Víctor Vizuete Espinosa
Los cambios radicales existen. Y no solo como atrapa-audiencias con los promocionados ‘realities’ televisivos; sino como actitudes extremas que toman las personas para dar a su vida otra dirección, otro sentido… nuevas metas.
Ramiro Jácome Lovato tomó una decisión de esta índole hace siete años. Luego de una fructífera relación profesional de cuatro décadas con Ovidio Wappenstein -su amigo, profesor, compañero y colega-, decidió empezar de nuevo desde cero.
¿Por qué lo hizo? ¿Por qué rompió un tándem tan exitoso, que materializó proyectos tan referenciales como los edificios de Cofiec, de la Corporación Financiera Nacional, del Colegio Americano, de Paco, de los hoteles Hilton Colón de Quito y Guayaquil, del Hotel Hilton Barceló de Salinas, de Turisa?
Este arquitecto de 63 años esgrime una razón de mucho peso: la familia. Raquel, su hija arquitecta casada con un colega, y Alexandra, desposada con un ingeniero civil, le pusieron entre la espada y la pared.
Luego de un tiempo de dudas y cavilaciones, Jácome decidió dejar ese sólido presente arquitectónico y abrir una nueva ventana profesional, pero solo con los miembros familiares.
La decisión no puedo ser más acertada. Ramiro aportó a la nueva oficina sus valiosas y comprobadas herramientas conceptuales, funcionales y creativas, las mismas que le convirtieron en uno de los arquitectos más prestigiosos del medio.
Su hija y sus dos yernos llegaron con sus atavíos cargados de nuevas ideas, de conceptos más contemporáneos y de una visión más globalizada de la arquitectura, que es la que impera.
Profesional capaz e inquieto, Ramiro se adaptó a esa amalgama como un guante a la mano.
Forjado bajo la égida de monstruos como Le Corbusier, Frank Lloyd Wright o Mies van der Rohe, nunca tuvo reparos en aplicar en sus proyectos directrices que dieron a conocer los gurús de estas épocas, como M Pei, César Pelli o Norman Foster.
Esa óptima adaptación, más la sapiencia que ha adquirido a través de los años, son dos de las cualidades que resaltan de él sus hijas y sus yernos.
Para Raquel es, definitivamente, un ídolo.

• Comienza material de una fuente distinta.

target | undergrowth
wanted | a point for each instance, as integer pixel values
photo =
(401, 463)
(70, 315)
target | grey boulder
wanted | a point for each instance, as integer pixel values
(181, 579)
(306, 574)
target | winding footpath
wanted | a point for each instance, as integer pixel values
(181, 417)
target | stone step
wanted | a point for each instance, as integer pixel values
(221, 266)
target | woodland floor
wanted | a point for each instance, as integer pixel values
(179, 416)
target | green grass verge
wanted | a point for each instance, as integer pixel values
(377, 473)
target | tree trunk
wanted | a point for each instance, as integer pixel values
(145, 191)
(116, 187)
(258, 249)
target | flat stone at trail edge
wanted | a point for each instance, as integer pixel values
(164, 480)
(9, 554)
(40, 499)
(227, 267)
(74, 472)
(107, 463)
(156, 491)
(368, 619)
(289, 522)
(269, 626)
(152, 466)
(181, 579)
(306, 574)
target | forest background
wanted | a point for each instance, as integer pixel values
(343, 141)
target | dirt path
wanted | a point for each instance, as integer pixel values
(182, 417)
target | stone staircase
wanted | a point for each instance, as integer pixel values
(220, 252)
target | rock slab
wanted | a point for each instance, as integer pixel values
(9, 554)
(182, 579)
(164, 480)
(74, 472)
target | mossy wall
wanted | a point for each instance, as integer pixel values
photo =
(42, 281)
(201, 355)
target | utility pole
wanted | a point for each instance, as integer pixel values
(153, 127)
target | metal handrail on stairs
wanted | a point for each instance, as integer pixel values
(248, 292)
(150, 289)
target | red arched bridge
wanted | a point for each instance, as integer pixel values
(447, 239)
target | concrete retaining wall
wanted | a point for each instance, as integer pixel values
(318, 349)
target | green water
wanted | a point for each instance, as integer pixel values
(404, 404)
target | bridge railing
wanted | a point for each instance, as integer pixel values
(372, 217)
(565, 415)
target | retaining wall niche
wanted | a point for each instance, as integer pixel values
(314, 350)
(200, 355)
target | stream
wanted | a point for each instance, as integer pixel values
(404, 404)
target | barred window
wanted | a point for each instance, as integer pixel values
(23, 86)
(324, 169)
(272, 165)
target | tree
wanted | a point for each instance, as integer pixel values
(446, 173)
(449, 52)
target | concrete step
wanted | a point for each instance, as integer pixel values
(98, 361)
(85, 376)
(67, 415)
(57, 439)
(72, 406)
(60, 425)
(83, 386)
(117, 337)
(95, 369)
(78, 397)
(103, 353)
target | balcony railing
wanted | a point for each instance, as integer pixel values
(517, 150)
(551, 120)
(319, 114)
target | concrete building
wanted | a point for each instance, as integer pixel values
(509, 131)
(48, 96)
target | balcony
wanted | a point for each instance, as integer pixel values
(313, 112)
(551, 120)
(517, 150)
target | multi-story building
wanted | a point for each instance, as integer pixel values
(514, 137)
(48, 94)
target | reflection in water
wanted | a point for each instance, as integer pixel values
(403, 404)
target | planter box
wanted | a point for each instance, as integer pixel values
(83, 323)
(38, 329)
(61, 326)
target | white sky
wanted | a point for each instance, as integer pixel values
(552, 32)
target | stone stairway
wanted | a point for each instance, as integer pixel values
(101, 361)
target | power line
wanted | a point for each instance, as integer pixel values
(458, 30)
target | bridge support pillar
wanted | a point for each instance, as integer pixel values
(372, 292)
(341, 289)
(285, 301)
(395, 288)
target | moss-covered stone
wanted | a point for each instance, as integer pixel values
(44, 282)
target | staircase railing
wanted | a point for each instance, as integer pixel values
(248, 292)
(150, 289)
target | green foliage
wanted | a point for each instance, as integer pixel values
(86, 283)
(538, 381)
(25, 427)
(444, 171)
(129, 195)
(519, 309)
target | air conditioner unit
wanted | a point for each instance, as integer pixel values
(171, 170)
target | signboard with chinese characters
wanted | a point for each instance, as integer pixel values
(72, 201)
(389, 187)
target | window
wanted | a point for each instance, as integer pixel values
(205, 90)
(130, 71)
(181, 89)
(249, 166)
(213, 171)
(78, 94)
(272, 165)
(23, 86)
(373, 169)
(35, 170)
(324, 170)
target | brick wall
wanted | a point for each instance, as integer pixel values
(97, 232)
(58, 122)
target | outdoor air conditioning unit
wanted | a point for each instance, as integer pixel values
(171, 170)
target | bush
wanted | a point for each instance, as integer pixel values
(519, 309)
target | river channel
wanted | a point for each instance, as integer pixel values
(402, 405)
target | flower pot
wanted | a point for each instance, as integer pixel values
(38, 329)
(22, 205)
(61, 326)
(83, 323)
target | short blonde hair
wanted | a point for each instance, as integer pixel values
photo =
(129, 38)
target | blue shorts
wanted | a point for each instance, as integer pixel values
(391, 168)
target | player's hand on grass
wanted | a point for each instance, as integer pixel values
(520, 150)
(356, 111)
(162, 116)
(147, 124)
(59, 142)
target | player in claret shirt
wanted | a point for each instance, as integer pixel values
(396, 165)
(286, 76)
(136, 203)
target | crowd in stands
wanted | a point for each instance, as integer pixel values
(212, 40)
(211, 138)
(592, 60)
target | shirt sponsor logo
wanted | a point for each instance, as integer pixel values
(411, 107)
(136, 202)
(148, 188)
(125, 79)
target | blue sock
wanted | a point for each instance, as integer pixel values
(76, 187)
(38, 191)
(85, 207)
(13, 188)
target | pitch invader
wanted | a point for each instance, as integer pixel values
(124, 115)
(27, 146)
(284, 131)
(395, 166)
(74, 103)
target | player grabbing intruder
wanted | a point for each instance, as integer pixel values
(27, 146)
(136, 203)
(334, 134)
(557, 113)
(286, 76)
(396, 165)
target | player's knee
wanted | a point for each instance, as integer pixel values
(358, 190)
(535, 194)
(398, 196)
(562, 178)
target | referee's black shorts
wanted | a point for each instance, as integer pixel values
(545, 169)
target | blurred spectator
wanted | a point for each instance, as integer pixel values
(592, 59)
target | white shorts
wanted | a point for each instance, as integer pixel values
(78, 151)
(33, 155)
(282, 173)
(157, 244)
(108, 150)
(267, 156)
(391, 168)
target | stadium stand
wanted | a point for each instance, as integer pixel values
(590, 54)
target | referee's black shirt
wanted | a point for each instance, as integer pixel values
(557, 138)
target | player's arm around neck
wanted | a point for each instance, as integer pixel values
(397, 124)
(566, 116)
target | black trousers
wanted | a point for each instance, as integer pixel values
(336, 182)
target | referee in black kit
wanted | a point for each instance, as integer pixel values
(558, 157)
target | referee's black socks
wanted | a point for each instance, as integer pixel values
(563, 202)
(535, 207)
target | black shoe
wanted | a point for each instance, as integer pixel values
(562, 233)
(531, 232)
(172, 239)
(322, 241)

Un gran espejo ante el que se mira todos los días. Ella admira el tesón, la frontalidad y la claridad de conceptos que maneja su progenitor.
Édgar Castelo, su esposo y colega, también resalta esa solvencia arquitectónica que maneja su suegro. “Admiro la facilidad con la que dilucida los problemas constructivos, por más difíciles que se presenten. Y aunque es funcionalista por convicción, nunca se cierra a otras ideas o aportes más actualizados”.
Francisco Terán, esposo de Alexandra e ingeniero civil de profesión, también alza el pulgar a la estatura profesional de Jácome.
“Mi suegro me ha enseñado que la fusión armónica de ingeniería civil y arquitectura sí es posible; y puede lograr edificaciones que a más de funcionales y de gran estabilidad estructural, tengan una buena estética”.
Pero no solo sus familiares piensan así. El coronel Atahualpa Sánchez, comandante del Cuerpo de Bomberos de Quito, para el que Jácome diseñó el nuevo edificio administrativo, también tiene una opinión sin grietas ni fisuras.
“Me parece un hombre muy enérgico. Responsable. Estricto, serio, comprometido con lo que hace. El diseño de la rehabilitación del edificio antiguo me encanta, lo mismo que el nuevo edificio administrativo”.
María Baldassari, quien convivió ‘desde toda la vida’ con Jácome en la oficina que este compartió con Wappenstein, es todavía más radical.
Para la dama, este arquitecto sesentón es casi la octava maravilla. Mejor dicho, en sus palabras textuales “es la octava maravilla. Alguien por la que una puede meter las manos en el fuego. Un profesional íntegro y un amigo incondicional y a tiempo completo”.
Como Baldassari, Raquel, Sánchez o Castelo, todo quien le conoce tiene esa opinión superlativa. Todos dicen que tras esa cara del malo de la película se esconde un corazón bonachón, confiado y generoso in extremis.
Y a pesar de que posee un rostro adusto, siempre tiene espacio para la sonrisa contagiosa, para disfrutar de las cosas de la vida, para el buen humor.
Una anécdota avala este lado escondido del profesional. Amante y ejecutor de la pintura, tuvo la suerte de realizar dos exposiciones con su tocayo, Ramiro Jácome Durán. Las chanzas nacían cuando los compradores se equivocaban de Jácome y pedían rebajas en los cuadros del maestro. Descuentos que eran tramitados con diligencia por el arquitecto… con las consecuencias que se pueden colegir.